Since Beta 2, .Net Framework 4.0 has picked up touch support in WPF. Visual Studio 2010 proper sports a cleaner start page, adds SQL Azure support, and behaves better when running in virtualized environments. The Visual Studio 2010 installer has been improved to the point where my install of the released bits didn’t require any reboots at all. The bugs and performance issues that I and others reported in the release candidate have all been fixed.
Visual Studio 2010 vs. Visual Studio 2008
If you look at all the enhancements to Visual Studio 2010 compared to Visual Studio 2008 SP1, it’s clear that the product has grown quite a bit in terms of capabilities, with lesser gains in performance and ease of development. And yet if you compare today’s scores with the ones I gave to Visual Studio 2008 SP1 in August 2008, you’ll find they’re identical.
Times have changed, as have the scales we use for scores. I gave Visual Studio 2008 SP1 a 10 for capability; in its time, compared to its competition, it deserved it. Visual Studio 2010 gets the same 10 rating for capability now, but if I had to rerate Visual Studio 2008, it would now get about an 8.5.
* Cleaner and more capable code editing and design views
* Improved performance
* Smart targeting of multiple .Net Framework versions
* Improved code navigation (without needing compilation)
* Better support for test-driven development
* Enhanced debugging for threads and historical debugging for managed code
* Support for Azure cloud, SharePoint 2010 sites, Silverlight RIAs, and Office 2010
* Improved capabilities for architects and testers
* Includes F# (functional programming) and supports dynamic languages
* Improved team management and code check-in controls
Similarly, ease of development in Visual Studio 2010 rates a 9 out of 10 — because, after all, it doesn’t yet write the code for you. Visual Studio 2008 SP1 got the same 9 in its time, but now it would get an 8. How could we put up with the old IntelliSense? After using the new IntelliSense, I hate to go back to Visual Studio 2008.
There’s more documentation in Visual Studio 2010, but it’s describing more product. The new help engine is much better than the old one, but that just makes the old one look bad in retrospect. I hate going back and watching the local search grind on the hard disk for several minutes at a time. Now that I’ve used the new help, the old help would only get a 7.5.

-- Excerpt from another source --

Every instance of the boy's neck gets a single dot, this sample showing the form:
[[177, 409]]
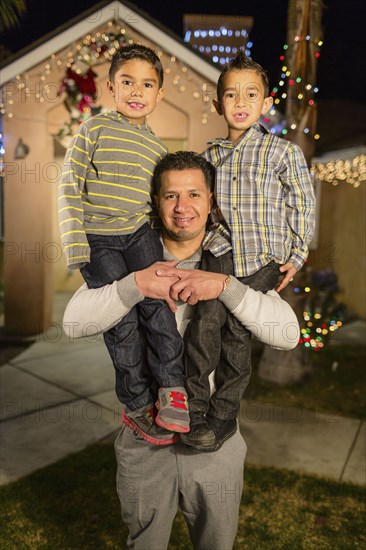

Visual Studio 2010 performance is only slightly better than Visual Studio 2008 performance; the old one was about a 9.1, and the new one is a 9.3. With our convention that component scores must be integers, that difference doesn’t show up in the scorecard.
The change in value is a different issue. Visual Studio 2010 has greatly expanded capabilities and a commensurate increase in price. Some of you will gasp at the new pricing. If you or your management falls among this group, try thinking about what your time is worth to your employer — and don’t forget to add health care and overhead costs. If your budget won’t cover the upgrade you want, perhaps you’ll have to settle for the upgrade you need, which might mean dropping down to a less expensive edition. But a calculation of the ROI for good development tools like Visual Studio 2010 often comes back with a justification for much higher prices than you’re emotionally willing to pay.
My company has already decided to upgrade to Visual Studio 2010. We’ll keep shipping our product compiled with an older version of Visual Studio until we come out with our own next major product version or we need a compelling feature we can only get from the new frameworks and libraries. But we’ll still have the benefits of using Visual Studio 2010 for development. Most likely, your company will want to do the same.